Notre roman de l’été « Les Carnets de Sema »-Partie 3

écrit par Sevim Balkaya

PRÉFACE

L’Histoire de ma vie a commencé quand j’avais à peine 20 jours. A l’époque mes parents vivaient avec mes grands-parents paternels. Quand mon père a été appelé pour son service militaire, ma grand-mère, qui détestait ma mère, a profité de son absence pour nous mettre dehors un jour d’hiver. Ma mère, ne connaissant personne, s’est réfugiée à l’entrée d’un bâtiment, m’enveloppant dans son manteau pour me protéger du froid, mais nous étions gelées toute la nuit. Le lendemain, sur le point de partir vers Urgup où vivait son père, elle se rendit compte que j’avais beaucoup de fièvre et elle m’a emmenée à une sorte de médecin de famille. On m’a transféré d’urgence vers l’hôpital. Je suis restée 15 jours en soins intensif, tout le monde croyait que j’allais mourir… Mon grand-père avait même prévu le tombeau attendant ma dépouille mortelle. Tout ceci était sans compter à quel point j’étais tenace ! Au bout de 15 jours, miraculeusement, j’ai commencé à me réveiller. Mon grand-père est venu pour nous emmener à Urgup où j’ai continué à grandir.

Quand mon père est rentré auprès de nous après son service militaire, il a commencé à travailler dans une usine, mais aussi à me battre parce que je faisais pipi au lit, ce qui a duré jusqu’à mes 12 ans. Ma maîtresse voyait bien que j’étais battue, à cause des bleus sur ma figure.

À l’âge 14 ans, trouvant que j’étais belle et que ça pourrait être une source de problèmes, mes parents m’ont mariée à un garçon qu’on croyait orphelin. Mon mari a pris le relais et commencé à me battre.

J’ai couché sur le papier une histoire de résistance. Je ne suis pas une victime, je suis une révoltée !

Ce n’est pas la soumission qui engendre les violences intrafamiliales et conjugales, mais la plupart du temps le seul fait de manifester une volonté propre, dans un système qui vous impose la soumission. 

J’espère que mon récit inspirera toutes les personnes qui traversent ou infligent des injustices.

Pour les femmes, partout dans le monde, la lutte n’est pas terminée. Elle se diffuse notamment à travers des témoignages, points de départ de changements individuels, collectifs et politiques. Par la sororité et la solidarité entre tous les humains qui rêvent d’un monde meilleur…
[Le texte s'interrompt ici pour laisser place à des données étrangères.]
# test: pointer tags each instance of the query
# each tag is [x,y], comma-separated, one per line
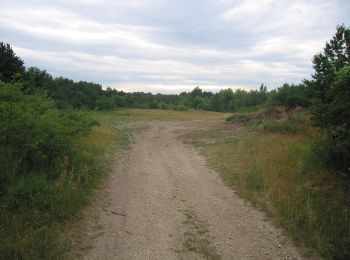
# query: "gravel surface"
[162,201]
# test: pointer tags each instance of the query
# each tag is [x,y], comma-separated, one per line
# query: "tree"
[10,65]
[335,56]
[332,105]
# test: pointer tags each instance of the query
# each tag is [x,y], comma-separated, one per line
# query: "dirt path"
[163,202]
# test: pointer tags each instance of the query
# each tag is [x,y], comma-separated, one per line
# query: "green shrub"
[34,135]
[105,103]
[163,106]
[243,119]
[283,127]
[181,108]
[297,100]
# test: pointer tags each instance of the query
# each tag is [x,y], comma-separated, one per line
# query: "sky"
[169,46]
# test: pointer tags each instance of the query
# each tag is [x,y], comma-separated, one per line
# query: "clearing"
[162,201]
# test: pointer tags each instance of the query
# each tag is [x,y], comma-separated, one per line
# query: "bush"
[243,119]
[163,106]
[34,135]
[297,100]
[105,103]
[181,108]
[283,127]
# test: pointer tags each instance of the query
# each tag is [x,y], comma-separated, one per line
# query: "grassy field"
[275,171]
[37,210]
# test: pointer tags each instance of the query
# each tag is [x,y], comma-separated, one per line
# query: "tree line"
[327,94]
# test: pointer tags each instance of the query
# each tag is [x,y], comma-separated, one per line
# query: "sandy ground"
[162,201]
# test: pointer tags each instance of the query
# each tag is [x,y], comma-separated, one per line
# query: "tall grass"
[36,209]
[278,174]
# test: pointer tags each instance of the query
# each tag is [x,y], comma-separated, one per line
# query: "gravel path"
[164,202]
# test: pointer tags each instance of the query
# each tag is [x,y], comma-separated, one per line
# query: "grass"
[276,173]
[196,237]
[37,210]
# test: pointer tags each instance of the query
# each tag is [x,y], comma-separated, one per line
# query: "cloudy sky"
[172,45]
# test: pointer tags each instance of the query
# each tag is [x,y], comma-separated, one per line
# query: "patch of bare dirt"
[162,201]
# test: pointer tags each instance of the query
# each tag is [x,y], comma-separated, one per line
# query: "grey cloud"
[156,45]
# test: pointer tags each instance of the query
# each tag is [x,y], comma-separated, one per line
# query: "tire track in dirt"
[163,202]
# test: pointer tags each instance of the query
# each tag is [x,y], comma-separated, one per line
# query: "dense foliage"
[331,109]
[11,66]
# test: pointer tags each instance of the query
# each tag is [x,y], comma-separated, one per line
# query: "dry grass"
[275,172]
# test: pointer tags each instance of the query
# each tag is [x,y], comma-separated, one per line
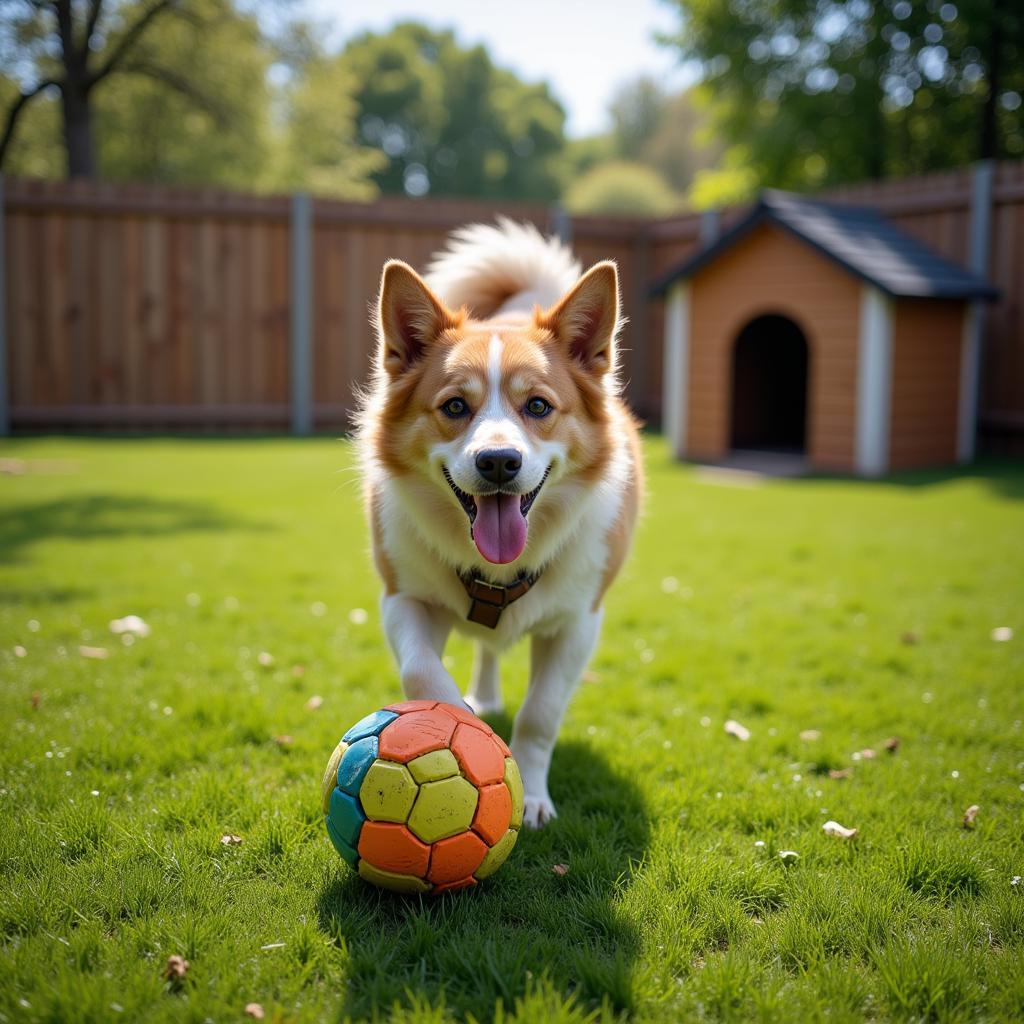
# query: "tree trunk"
[78,132]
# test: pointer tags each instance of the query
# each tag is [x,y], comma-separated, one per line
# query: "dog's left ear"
[410,317]
[586,318]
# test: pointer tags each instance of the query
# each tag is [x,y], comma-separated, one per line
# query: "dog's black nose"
[499,465]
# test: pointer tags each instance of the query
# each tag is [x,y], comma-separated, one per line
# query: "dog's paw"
[538,811]
[480,708]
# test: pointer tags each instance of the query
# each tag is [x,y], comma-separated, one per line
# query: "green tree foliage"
[452,123]
[76,48]
[206,96]
[813,92]
[317,148]
[622,187]
[668,132]
[205,120]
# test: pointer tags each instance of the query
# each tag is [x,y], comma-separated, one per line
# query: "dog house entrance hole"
[769,386]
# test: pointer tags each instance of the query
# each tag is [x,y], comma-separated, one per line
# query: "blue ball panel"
[354,764]
[345,816]
[370,726]
[340,845]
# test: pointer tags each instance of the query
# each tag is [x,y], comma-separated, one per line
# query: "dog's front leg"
[557,662]
[417,634]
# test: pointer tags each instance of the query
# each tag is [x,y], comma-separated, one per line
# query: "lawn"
[825,615]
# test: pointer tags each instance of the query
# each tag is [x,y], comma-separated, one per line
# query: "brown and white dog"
[502,471]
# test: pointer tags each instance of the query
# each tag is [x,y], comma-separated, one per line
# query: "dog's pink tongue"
[500,527]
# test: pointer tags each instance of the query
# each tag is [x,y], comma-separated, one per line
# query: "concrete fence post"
[300,348]
[4,390]
[561,224]
[711,226]
[972,353]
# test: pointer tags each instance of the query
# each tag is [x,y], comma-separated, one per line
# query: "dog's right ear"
[410,317]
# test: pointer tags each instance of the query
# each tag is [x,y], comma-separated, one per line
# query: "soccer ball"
[423,797]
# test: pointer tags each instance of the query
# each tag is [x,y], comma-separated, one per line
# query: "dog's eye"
[455,408]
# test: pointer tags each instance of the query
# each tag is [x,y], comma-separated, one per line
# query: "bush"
[622,187]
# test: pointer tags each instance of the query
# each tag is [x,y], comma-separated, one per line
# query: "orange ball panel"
[452,859]
[502,745]
[449,886]
[415,733]
[494,813]
[393,848]
[480,758]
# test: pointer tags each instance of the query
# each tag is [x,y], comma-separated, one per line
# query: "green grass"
[782,605]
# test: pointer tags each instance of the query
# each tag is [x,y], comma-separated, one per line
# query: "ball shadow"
[474,948]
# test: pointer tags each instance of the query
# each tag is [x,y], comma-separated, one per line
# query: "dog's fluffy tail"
[502,268]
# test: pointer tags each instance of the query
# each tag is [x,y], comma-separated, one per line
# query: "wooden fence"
[132,307]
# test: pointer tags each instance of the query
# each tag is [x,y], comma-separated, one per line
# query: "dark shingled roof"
[860,240]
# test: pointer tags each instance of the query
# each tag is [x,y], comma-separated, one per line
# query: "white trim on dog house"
[677,361]
[873,381]
[892,371]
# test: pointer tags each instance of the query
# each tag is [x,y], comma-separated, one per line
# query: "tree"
[813,92]
[317,150]
[450,122]
[218,131]
[75,48]
[669,133]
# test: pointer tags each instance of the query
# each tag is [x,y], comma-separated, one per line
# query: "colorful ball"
[423,797]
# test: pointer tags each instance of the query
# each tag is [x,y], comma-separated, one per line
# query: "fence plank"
[122,299]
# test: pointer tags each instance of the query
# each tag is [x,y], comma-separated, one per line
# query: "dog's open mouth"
[498,520]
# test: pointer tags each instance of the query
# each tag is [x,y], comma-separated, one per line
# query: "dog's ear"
[586,318]
[410,317]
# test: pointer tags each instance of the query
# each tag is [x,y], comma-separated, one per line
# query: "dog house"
[822,330]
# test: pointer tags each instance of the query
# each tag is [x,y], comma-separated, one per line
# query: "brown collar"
[491,599]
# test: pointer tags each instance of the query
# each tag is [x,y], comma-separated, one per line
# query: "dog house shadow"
[526,926]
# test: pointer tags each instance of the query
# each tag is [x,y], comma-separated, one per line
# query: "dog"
[502,471]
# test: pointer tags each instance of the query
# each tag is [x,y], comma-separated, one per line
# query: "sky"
[584,48]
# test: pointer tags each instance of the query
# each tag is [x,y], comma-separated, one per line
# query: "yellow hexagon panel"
[387,792]
[497,855]
[443,809]
[331,775]
[389,880]
[514,781]
[432,766]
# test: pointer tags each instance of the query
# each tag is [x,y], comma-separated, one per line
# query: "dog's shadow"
[528,925]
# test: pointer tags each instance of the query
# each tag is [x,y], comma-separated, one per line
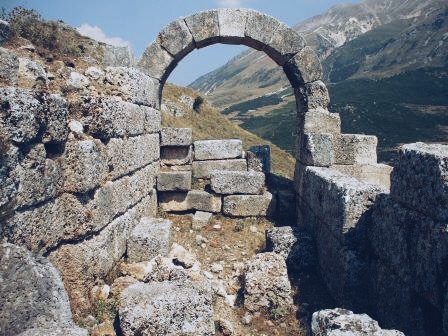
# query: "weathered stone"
[249,205]
[335,322]
[259,158]
[22,115]
[204,27]
[156,62]
[9,66]
[218,149]
[203,169]
[32,295]
[296,247]
[201,219]
[317,149]
[204,201]
[355,149]
[232,24]
[113,118]
[174,181]
[128,155]
[177,39]
[151,237]
[284,44]
[134,85]
[235,182]
[371,173]
[259,28]
[174,201]
[304,67]
[266,284]
[420,179]
[166,308]
[84,165]
[172,136]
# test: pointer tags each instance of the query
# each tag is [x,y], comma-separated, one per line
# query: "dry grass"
[208,123]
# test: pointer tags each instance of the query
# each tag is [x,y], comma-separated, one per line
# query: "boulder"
[149,238]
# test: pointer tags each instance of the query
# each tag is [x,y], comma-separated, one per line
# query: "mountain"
[375,45]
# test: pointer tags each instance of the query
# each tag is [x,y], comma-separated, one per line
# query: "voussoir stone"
[203,169]
[218,149]
[204,27]
[149,238]
[174,181]
[235,182]
[249,205]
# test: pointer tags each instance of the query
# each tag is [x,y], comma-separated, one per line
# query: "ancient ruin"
[80,188]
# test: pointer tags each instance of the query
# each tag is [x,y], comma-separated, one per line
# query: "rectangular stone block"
[249,205]
[104,118]
[174,181]
[176,156]
[317,149]
[217,149]
[234,182]
[84,165]
[172,136]
[355,149]
[204,201]
[149,238]
[203,169]
[134,85]
[420,179]
[127,155]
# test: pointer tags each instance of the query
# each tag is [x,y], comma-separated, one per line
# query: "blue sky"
[138,22]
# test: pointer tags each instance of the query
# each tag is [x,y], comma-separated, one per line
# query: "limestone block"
[317,149]
[151,237]
[156,62]
[266,284]
[235,182]
[259,29]
[177,39]
[134,85]
[249,205]
[420,179]
[32,294]
[172,136]
[204,27]
[304,67]
[203,169]
[179,155]
[204,201]
[166,308]
[84,165]
[22,115]
[56,130]
[106,118]
[174,181]
[201,219]
[127,155]
[296,247]
[371,173]
[355,149]
[173,201]
[9,66]
[322,121]
[343,322]
[218,149]
[232,24]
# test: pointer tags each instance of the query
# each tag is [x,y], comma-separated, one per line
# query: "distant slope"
[208,123]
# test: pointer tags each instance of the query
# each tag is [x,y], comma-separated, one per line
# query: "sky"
[137,23]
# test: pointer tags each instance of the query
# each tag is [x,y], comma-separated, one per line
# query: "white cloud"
[96,33]
[230,3]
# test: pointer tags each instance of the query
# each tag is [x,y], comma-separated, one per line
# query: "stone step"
[234,182]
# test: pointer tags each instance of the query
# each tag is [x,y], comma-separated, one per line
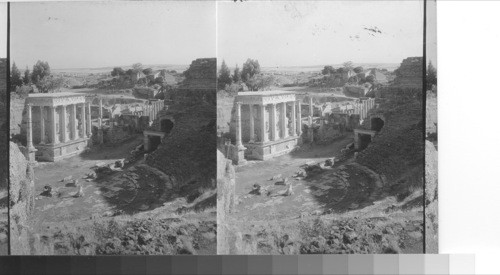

La violence n’élève personne, même pas ceux qui l’utilisent, parce qu’on leur a dit que c’était une preuve de force ou la seule marque d’autorité… La force n’est pas où ils la pensent.      

Si mon histoire vous inspire et que vous souhaitez faire un don, vous pouvez verser la somme sur le CCP du Collectif contre les violences familiales et l’exclusion pour soutenir leur combat. 

BE21 0682 2105 0903 – Communication : Don en faveur du CVFE

En 2021, ma maison a été inondée et j’ai tout perdu. 

Pour m’aider, vous pouvez aussi faire un don sur le

BE61 0013 8312 4717 – Communication :  » Merci pour votre histoire »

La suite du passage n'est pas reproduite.